For instance once the customer completed postal payment forms enter the merchant environment, they need to be handled and treated with the same physical security as if they were cash. So workers opening payment letters containing cardholder information within the mail room would introduce several PCI requirements into that environment. Secondly once the payment has been processed the payment form must be instantly and securely destroyed, as under PCI DSS, the storage of the 3 digit security code is strictly prohibited post authorisation.

In all there are a number of difficult PCI DSS measures which require meaning within the environment when using postal forms, it is far easier to comply with PCI DSS (and cheaper) and much less risky to use electronic card payment processing. I would recommend using a third party PCI DSS compliant payment processor and so outsource the lion share of these cumbersome PCI DSS security requirements.

I hope this helps.

dubai apartment hotels said...

Great post,Thanks for the Template Designs.

abu dhabi desert safari said...

Thanks for the design idea. Keep writing on such subjects.I shared it with my friends and colleagues. Hats off to you for such a great post.

Dhow Cruise Abu Dhabi said...

Great Post

Attorney Credit Repair said...

Though dumpster diving has lost much of its popularity in stealing personal information do not count it out yet for many desperate hooligans still do it. Shred it for them not to be able to steal it.

affordable web design said...

excellent post!! i read and figure out all thats inside your article. i can see my credit cards security now. your step by step suggestion is very clear thanks a lot for posting a very helpful article!

CreditCardAssist said...

I really wish that more credit card companies had real people in the US on the phone lines when you call. It's so frustrating when I can't even understand what the person on the other end of the phone is saying!

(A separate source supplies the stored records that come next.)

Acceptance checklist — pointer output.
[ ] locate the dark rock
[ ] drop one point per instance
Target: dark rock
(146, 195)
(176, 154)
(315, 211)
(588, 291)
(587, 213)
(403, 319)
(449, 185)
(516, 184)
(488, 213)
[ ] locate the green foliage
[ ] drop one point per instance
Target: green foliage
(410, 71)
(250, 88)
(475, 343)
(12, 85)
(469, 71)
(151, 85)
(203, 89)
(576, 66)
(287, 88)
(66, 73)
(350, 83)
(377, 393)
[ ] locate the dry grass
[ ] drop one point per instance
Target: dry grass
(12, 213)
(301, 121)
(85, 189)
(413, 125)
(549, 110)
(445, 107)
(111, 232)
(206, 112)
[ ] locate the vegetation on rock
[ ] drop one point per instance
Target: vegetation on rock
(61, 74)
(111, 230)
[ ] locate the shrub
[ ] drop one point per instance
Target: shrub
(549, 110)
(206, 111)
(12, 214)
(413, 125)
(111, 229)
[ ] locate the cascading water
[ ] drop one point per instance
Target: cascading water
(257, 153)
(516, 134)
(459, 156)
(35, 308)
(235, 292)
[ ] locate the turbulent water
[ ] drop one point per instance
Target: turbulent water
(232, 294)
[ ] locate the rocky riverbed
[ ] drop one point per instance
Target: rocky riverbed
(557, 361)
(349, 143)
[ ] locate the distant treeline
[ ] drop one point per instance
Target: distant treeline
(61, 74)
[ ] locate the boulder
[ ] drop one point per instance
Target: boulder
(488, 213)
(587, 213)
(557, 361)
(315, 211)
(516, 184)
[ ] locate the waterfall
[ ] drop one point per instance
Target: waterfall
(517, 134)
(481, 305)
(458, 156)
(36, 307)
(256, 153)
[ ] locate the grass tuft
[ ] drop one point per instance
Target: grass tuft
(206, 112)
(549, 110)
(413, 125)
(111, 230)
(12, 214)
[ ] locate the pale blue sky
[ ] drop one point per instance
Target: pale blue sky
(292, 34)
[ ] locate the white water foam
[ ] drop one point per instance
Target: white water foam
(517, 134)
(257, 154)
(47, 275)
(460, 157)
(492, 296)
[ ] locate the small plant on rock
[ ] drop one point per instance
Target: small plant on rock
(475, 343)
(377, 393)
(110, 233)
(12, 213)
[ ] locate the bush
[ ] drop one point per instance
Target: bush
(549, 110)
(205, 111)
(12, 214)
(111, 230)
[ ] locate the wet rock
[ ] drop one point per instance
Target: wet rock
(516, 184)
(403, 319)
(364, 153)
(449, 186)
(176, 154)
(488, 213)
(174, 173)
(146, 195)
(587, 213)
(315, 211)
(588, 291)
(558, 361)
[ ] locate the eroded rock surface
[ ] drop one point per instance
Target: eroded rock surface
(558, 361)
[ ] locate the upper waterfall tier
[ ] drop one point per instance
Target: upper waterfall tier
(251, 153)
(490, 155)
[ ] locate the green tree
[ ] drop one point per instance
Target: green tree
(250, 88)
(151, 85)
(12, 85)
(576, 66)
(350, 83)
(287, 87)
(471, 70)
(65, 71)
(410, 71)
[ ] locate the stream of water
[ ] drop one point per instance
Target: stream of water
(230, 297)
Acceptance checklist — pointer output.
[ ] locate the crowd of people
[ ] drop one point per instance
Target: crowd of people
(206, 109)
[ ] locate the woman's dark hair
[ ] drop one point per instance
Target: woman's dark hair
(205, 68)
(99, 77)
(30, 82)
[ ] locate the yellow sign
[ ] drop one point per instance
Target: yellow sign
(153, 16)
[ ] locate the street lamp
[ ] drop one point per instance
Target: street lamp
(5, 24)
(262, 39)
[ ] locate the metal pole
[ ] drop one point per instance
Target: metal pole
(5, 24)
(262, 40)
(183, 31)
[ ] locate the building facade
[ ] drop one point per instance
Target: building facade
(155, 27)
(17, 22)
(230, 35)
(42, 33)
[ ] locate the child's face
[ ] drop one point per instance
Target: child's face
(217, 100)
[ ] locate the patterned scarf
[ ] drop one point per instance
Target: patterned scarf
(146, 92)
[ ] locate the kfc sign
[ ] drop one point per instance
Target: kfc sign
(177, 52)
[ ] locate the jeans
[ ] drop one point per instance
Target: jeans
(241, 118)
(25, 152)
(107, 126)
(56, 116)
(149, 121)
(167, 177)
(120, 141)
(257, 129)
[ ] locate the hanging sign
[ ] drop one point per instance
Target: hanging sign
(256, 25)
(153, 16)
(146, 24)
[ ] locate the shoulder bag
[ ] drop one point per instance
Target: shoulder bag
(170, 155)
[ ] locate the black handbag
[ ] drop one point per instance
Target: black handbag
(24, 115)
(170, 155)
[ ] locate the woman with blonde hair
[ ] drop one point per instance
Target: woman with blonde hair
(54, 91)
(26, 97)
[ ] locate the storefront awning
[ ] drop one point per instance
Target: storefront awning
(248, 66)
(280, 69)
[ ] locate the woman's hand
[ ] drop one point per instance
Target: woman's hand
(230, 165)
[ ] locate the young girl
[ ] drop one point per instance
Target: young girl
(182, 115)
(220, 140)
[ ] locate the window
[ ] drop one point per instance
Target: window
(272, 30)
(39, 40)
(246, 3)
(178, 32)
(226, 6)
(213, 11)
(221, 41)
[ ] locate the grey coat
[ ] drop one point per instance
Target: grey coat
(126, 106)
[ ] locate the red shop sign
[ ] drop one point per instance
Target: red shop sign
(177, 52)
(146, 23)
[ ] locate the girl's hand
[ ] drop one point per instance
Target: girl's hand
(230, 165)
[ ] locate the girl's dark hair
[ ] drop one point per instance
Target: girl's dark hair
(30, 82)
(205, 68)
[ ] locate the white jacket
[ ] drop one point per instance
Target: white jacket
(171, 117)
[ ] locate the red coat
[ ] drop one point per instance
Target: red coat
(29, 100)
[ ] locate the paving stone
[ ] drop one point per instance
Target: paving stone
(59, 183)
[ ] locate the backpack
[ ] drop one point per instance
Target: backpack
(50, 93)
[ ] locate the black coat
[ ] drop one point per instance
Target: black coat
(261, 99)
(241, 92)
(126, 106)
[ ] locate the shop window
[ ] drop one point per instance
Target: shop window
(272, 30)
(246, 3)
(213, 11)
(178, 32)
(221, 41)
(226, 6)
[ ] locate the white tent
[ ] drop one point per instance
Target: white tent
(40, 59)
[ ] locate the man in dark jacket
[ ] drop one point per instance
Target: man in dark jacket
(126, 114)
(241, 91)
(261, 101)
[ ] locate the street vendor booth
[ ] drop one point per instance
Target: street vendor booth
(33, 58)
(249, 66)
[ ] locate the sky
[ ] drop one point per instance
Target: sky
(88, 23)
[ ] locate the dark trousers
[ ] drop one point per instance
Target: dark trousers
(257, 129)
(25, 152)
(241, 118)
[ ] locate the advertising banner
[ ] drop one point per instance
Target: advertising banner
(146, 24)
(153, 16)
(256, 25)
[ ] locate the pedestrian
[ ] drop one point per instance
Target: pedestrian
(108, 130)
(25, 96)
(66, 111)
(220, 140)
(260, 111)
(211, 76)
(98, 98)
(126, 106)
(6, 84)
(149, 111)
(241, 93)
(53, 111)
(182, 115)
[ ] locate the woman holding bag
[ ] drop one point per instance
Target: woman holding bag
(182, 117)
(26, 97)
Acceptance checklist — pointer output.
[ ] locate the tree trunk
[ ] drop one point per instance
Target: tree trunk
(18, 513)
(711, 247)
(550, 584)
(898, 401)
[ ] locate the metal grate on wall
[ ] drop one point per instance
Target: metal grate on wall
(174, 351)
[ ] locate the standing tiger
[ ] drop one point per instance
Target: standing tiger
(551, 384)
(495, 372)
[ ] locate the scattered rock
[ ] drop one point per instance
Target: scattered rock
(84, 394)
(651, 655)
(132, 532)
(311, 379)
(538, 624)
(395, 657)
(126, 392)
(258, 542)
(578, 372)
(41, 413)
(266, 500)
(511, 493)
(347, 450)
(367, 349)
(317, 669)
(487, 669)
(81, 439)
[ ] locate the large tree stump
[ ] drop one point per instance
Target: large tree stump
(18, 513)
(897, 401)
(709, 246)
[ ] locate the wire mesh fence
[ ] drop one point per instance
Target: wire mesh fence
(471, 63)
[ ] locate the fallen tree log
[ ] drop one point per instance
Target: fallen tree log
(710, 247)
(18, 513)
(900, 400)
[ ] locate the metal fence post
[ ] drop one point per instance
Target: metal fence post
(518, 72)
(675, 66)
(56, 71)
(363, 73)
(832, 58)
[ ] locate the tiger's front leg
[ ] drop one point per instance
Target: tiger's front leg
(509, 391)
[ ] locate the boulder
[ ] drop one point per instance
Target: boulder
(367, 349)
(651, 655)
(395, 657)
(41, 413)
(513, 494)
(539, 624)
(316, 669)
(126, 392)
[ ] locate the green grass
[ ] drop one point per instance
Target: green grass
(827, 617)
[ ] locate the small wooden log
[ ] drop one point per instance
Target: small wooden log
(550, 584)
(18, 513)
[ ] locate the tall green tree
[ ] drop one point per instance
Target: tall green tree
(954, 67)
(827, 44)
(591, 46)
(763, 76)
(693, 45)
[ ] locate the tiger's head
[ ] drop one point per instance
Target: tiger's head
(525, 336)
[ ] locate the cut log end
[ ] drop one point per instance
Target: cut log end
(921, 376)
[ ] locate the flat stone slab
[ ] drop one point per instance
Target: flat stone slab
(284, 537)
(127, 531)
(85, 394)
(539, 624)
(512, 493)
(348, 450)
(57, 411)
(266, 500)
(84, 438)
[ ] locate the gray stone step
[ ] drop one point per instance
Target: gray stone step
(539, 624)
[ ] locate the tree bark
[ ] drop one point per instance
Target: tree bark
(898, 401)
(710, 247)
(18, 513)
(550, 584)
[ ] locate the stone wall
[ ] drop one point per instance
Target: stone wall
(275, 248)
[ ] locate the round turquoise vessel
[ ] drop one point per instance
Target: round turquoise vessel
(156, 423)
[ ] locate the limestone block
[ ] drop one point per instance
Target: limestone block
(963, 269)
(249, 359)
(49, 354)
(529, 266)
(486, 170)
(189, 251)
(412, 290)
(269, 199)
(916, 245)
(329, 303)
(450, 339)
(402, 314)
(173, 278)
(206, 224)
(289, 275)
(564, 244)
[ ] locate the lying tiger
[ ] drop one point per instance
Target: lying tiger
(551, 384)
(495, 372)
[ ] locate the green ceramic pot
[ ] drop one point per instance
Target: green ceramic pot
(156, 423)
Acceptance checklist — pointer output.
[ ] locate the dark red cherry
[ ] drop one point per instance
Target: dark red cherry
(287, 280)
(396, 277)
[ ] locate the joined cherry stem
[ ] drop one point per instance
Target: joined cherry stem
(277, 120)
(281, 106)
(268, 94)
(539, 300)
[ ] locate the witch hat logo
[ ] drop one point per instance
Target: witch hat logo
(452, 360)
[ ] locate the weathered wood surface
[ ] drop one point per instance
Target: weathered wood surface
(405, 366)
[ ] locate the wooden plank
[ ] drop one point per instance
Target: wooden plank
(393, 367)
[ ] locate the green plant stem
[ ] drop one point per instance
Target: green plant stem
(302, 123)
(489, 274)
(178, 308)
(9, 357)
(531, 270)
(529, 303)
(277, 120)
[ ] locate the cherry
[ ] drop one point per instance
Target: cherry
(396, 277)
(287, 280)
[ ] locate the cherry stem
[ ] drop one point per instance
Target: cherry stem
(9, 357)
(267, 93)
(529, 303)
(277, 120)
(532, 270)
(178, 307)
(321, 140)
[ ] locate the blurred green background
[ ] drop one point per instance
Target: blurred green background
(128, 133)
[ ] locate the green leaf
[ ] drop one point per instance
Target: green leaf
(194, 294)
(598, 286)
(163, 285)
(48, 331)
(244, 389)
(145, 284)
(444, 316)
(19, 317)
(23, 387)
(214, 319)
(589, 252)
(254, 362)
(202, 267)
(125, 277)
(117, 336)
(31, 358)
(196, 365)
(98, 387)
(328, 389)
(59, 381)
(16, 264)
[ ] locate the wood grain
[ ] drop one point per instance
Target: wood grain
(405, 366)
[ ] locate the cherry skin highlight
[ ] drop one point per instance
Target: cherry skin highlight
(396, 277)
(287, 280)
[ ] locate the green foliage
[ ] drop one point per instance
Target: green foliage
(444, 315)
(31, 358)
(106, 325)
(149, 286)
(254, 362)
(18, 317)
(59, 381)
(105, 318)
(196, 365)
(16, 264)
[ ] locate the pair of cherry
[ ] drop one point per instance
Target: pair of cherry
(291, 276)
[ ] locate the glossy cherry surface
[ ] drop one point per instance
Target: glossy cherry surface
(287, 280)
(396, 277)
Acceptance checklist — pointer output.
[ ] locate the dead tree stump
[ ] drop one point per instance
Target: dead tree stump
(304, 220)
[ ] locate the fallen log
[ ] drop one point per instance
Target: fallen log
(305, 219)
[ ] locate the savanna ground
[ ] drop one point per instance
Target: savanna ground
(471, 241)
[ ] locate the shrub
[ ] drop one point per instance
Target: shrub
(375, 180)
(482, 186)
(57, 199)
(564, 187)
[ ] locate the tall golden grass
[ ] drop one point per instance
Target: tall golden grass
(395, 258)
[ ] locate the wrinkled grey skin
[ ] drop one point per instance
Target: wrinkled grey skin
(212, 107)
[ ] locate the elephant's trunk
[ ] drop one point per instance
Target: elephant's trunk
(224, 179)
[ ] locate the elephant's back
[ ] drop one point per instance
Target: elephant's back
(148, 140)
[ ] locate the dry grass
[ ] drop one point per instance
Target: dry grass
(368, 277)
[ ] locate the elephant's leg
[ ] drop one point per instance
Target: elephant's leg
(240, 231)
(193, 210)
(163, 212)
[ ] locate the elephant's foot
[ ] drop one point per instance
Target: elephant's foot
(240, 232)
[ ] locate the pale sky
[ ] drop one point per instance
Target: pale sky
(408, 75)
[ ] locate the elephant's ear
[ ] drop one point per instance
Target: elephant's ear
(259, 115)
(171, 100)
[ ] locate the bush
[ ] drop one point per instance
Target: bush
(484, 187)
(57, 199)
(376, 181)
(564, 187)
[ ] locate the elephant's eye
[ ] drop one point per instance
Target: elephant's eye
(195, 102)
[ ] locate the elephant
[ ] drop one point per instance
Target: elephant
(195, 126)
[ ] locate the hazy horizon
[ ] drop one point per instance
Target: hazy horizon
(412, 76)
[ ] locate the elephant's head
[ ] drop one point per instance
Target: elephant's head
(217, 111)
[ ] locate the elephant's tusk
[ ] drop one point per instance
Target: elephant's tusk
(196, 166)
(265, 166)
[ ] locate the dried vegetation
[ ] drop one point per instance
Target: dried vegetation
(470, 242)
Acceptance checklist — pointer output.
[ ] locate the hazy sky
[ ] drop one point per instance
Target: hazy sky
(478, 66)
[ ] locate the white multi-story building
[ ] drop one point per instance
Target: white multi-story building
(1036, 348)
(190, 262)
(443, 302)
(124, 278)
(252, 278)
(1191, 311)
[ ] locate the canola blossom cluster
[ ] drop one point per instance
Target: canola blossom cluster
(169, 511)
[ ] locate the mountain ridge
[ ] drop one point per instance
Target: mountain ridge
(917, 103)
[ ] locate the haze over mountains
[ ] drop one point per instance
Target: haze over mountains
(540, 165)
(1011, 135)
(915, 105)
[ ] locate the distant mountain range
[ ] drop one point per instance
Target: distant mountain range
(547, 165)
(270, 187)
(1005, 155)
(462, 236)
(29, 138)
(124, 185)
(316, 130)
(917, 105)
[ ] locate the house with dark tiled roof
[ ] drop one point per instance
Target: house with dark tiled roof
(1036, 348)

computer hardware store said...

You share a great post with us.I such like your content what you may got here.I send your post to all of my friends.So, keep writing.
computer hardware store

web hosting uk said...

The problem here lies is easily remedies by managing which sites you'd give out your information to.

Plumber Milpitas said...

Done well. I am floored with the calibre of the data presented. I hope that you continue with the fantastic work conducted.

Medical clinics Houston said...

Brilliant exposed you input here. I just noted the crucial idea and tips in the issue of reducing your risk of Credit Card and identity fraud. Thanks!

PCI Compliance said...

Thank you for this post. These days, it's better to be safe than sorry. You must give your card proper protection and security.

Payday Loans said...

liable to fines or withdrawal of card services by the likes of Visa and Mastercard, so it's a completely wrong practice.

shredding Houston said...

Thank you for sharing these helpful tips on how to prevent credit card and identity fraud. This criminal act has become a huge problem to society worldwide. By practicing these tips, individuals can protect their credit card information from being stolen and used by criminals.